Where To Invade Next : fin du combat

Encore digne d’actualité à l’heure actuelle, Sicko n’a pas spécialement fait l’unanimité, arguant que Michael Moore, dans tout son amour pour la classe moyenne américaine, découvrait avec naïveté qu’en dehors des Etats-Unis, de nombreux pays se dotaient d’un système médical viable et sécurisé pour ses citoyens. Le film, il est vrai, est principalement un reportage un peu candide qui vise, avec ironie, à mieux critiquer la déchéance du système américain qui force les malades d’adhérer à des assurances santé hors de prix qui ne couvriront jamais leurs maladies. On peut malgré tout lui accorder une grande part de vérité, qui s’inscrit dans sa démarche toujours citoyenne et humaniste de se défendre des injustices et d’offrir à qui acceptera d’être réceptif, un désir d’équité sociale. L’important désormais, c’est de réaliser que Sicko est sorti il y a neuf ans, et que Where To Invade Next est majoritairement basé sur ce principe : constituer une énumération naïve des systèmes européens (code du travail, système judiciaire et éducatif) et essayer de s’en inspirer pour l’appliquer au système américain. Un choix qui révèle chez Michael Moore une perte de repères et d’inspiration qui se ressent pendant tout le métrage, comme si ses ambitions s’étaient érodées au point qu’il n’arrive plus à nous faire rire, mais plutôt pleurer.

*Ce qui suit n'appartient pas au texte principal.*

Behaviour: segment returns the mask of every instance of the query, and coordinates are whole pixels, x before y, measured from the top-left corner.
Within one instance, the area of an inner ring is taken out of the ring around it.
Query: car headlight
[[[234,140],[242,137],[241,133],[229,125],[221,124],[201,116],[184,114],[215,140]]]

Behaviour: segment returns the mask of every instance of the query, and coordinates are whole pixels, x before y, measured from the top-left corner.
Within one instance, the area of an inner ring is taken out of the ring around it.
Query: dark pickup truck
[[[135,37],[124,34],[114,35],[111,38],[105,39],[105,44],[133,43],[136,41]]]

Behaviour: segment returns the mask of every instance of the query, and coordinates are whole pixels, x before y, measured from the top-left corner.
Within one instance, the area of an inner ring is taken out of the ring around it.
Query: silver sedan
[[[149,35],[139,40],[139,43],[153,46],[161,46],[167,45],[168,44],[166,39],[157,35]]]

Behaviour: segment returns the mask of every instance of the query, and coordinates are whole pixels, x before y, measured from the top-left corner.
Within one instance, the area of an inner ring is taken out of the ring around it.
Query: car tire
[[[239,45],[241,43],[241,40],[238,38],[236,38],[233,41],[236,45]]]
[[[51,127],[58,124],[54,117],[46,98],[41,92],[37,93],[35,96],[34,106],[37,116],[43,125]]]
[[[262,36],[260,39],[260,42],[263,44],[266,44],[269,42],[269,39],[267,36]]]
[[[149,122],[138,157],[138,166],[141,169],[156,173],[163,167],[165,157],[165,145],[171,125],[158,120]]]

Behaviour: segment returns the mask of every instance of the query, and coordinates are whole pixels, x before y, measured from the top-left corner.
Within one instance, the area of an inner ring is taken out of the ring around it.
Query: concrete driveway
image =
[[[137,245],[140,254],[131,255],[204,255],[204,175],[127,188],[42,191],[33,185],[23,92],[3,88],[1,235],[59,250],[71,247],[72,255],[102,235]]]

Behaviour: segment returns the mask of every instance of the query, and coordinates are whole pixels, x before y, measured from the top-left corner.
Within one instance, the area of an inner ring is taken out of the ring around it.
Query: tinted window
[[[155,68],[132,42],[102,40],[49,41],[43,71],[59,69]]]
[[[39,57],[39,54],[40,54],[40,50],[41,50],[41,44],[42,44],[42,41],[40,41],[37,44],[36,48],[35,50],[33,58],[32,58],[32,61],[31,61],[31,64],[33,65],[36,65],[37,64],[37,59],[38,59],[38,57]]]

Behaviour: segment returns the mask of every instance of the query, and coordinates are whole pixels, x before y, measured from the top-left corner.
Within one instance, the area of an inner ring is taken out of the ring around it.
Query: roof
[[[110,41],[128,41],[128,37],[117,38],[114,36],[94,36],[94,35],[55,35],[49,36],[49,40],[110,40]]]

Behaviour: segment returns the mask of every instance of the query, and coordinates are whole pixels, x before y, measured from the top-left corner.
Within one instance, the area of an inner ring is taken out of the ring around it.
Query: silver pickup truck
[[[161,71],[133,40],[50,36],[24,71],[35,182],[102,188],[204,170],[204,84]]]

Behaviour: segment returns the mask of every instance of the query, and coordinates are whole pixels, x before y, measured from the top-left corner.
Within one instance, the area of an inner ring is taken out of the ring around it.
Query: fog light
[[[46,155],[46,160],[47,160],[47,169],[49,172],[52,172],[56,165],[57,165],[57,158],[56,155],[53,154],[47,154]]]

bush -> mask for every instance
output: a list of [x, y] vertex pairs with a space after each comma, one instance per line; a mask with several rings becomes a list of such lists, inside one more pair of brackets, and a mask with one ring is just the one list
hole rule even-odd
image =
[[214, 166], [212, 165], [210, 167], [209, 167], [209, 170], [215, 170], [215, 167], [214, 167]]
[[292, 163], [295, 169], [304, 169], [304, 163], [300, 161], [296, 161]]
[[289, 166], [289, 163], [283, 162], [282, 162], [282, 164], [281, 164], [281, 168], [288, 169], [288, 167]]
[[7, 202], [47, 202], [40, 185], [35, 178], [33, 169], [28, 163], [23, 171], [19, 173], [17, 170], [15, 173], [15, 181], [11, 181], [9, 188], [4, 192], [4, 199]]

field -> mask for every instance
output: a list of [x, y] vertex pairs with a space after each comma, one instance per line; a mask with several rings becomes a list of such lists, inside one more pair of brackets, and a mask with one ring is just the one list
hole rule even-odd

Pour un documentariste, Moore, n’a pas la moindre structure. C’est un vrai problème, car en trois minutes montre en main, il explique qu’il va essayer de sauver les Etats-Unis, en allant piquer toutes les bonnes idées en Europe. Principe biaisé par ce melting-pot d’idées, de conceptions sociales foncièrement différentes de celles américaines, et de séquences qui s’agglomèrent difficilement car elles ne sont pas porteuses de vrais concepts. Ce n’est pourtant pas faute d’essayer, d’user et d’abuser de tableaux comparatifs (ce qu’il avait déjà l’habitude de faire) et d’essayer naïvement de nous faire croire qu’il n’était pas au courant de tout cela. Si aucun questionnement ne vient à émerger, c’est parce que le réalisateur ne veut pas qu’on y réfléchisse. Tout s’enchaîne, et chaque problème est sans cesse mis en relief vis-à-vis de sa version américaine, parfois très maladroitement lorsqu’il choisit de sensibiliser le spectateur à la violence carcérale sur fond de rock’n’roll. Ce qui choque notamment, c’est à quel point Moore se laisse aller au pathos et aux montages dignes de spots pour la diversité culturelle. Si la chose est bonne dans le fond, le traitement est bêta, presque gênant quand certains intervenants ont l’air de trouver Moore lourdingue et peu intéressant dans sa démarche.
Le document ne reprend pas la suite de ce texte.